In some organizations, providing such management reporting and predictive insights is traditionally the province of FP&A, but these boundaries may blur if critical data for these insights comes from accounting systems in the controller’s organization and other sources within and outside the company.
The COVID-19 crisis has led to substantial changes in many businesses and, in some cases, even their business models. Those changes, in turn, have driven the reconsideration of disclosures.
For example, many retailers moved substantial parts of their businesses online. Some shifted their sources of supply, and others introduced online subscription models. As investors seek reliable predictors for future performance, the metrics typically provided—such as same-store sales—may no longer be relevant. Instead, retailers may have to provide indicators such as subscriber growth or unique website visits. At the same time, companies in other industries are being pressed by regulators, consumers, and investors for additional disclosures related to sustainability and corporate responsibility.
Controllers can add strategic value by working with business leaders, including the CFO, to reassess disclosures and report on accounting treatments, as well as other metrics that matter to investors, to best unlock or convey the value of the company. Beyond disclosure content, controllers driving finance transformation through automation and process improvements can increase the speed at which critical information can be made available to investor relations. Another question controllers may be able to answer: Does consolidated reporting help investors better understand the company’s value and potential future growth? Although there may be benefits to consolidated reporting, sometimes greater segment-level disclosures can highlight promising growth areas that could drive higher multiples.
Improving Capital Allocation Decision-Making
In many organizations, CFOs are grappling with how to improve the capital allocation process and ensure funds support high-value opportunities. One key issue: Once a capital allocation decision is made, teams often go into execution mode and tend not to reevaluate the critical assumptions underlying certain decisions when circumstances change.
Controllers, as independent observers, are in an ideal position to bring more structure and discipline to decision-making processes, ensuring value is realized from capital allocation.
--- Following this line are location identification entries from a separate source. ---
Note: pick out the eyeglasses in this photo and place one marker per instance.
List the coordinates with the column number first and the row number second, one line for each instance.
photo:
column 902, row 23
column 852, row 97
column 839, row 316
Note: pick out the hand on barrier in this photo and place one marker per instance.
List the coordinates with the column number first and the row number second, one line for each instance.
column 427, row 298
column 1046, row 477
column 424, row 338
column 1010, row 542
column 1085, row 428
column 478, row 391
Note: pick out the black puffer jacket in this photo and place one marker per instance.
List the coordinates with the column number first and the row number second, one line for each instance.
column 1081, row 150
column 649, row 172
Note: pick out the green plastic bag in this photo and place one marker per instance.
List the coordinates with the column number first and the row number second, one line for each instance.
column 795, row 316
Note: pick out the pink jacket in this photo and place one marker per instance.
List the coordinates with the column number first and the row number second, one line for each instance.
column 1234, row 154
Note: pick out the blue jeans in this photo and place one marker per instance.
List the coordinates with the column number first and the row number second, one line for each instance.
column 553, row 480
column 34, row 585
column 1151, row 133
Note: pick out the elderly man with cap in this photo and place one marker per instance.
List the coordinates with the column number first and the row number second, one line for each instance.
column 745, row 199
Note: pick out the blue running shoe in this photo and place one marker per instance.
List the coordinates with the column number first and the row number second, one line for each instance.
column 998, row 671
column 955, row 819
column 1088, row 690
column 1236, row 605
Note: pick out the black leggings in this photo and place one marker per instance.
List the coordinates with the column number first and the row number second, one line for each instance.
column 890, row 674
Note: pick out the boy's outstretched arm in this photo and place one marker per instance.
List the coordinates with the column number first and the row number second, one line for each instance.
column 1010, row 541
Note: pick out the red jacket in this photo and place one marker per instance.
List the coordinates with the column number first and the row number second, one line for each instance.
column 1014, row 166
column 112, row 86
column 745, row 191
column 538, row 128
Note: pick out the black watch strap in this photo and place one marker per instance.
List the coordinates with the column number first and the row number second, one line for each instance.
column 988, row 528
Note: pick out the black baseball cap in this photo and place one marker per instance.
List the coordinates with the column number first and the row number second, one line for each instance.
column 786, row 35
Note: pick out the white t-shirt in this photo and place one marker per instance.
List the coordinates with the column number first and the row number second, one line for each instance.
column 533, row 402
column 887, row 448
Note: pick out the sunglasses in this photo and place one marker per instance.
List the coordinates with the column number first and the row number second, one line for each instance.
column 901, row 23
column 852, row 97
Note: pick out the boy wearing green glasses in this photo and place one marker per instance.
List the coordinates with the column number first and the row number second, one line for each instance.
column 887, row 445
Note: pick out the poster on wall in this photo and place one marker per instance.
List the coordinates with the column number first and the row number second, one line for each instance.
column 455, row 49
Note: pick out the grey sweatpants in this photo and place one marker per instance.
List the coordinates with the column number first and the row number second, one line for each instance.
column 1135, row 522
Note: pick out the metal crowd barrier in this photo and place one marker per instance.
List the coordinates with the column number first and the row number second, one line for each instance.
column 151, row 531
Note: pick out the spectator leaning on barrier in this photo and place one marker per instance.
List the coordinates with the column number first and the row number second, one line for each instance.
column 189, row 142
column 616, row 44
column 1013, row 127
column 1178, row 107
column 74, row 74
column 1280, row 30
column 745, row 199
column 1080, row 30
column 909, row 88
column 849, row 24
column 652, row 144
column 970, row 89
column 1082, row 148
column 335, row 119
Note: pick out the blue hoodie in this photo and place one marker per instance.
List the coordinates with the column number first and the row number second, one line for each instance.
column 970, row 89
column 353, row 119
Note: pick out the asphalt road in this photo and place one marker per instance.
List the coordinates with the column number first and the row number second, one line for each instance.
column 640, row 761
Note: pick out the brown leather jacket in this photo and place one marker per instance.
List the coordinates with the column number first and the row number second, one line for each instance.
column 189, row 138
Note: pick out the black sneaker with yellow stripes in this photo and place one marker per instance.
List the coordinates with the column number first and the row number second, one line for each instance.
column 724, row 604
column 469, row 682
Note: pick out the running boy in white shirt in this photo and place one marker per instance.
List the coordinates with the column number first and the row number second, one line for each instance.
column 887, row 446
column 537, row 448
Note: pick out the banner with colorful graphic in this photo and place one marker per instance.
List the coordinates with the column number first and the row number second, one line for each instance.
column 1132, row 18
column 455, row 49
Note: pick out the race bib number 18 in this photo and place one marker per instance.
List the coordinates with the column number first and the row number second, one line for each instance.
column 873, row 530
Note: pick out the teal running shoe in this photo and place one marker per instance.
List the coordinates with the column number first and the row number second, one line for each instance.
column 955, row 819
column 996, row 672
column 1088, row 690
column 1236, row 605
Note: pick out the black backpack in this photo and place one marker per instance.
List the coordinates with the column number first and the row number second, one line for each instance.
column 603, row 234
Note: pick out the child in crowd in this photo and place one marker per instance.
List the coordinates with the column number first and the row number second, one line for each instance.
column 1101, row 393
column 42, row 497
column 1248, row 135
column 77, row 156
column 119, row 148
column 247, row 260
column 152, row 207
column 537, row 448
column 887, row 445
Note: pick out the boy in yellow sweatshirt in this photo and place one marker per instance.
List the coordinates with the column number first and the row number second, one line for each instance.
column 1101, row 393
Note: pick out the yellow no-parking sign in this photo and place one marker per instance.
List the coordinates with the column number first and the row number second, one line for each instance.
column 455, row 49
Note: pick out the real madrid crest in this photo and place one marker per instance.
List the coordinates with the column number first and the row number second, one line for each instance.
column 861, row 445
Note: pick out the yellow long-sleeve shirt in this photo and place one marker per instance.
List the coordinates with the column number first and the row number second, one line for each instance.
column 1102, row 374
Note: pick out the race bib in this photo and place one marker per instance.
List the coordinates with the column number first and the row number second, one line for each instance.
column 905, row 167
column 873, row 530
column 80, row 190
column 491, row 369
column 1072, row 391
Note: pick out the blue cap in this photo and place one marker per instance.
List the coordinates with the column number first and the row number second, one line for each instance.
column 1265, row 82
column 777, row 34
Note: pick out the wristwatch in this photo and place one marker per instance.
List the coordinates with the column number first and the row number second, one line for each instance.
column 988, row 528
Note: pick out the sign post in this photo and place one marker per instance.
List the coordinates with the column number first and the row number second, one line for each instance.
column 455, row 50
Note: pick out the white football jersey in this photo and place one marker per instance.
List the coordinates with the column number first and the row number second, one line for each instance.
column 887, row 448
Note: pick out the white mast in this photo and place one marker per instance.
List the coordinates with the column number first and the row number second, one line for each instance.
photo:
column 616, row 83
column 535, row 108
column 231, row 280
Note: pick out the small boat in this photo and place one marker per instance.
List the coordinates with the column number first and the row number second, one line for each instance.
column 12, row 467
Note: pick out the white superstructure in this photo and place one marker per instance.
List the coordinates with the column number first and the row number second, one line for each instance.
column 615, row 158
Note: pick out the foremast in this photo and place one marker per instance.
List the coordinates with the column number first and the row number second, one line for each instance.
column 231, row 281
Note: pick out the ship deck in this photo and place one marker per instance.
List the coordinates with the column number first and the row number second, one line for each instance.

They can review the efficacy of past business decisions that relied on assumptions that may no longer be valid and help develop a disciplined, yet agile, process for adjusting future capital allocations. Ensuring there is an evaluation and feedback loop for decisions in the event conditions or facts have changed, as well as a process for course-correcting, falls squarely in the controller’s domain. In fact, this responsibility is one the controllership should own as an unbiased, independent arbitrator of the decision-making process in the organization.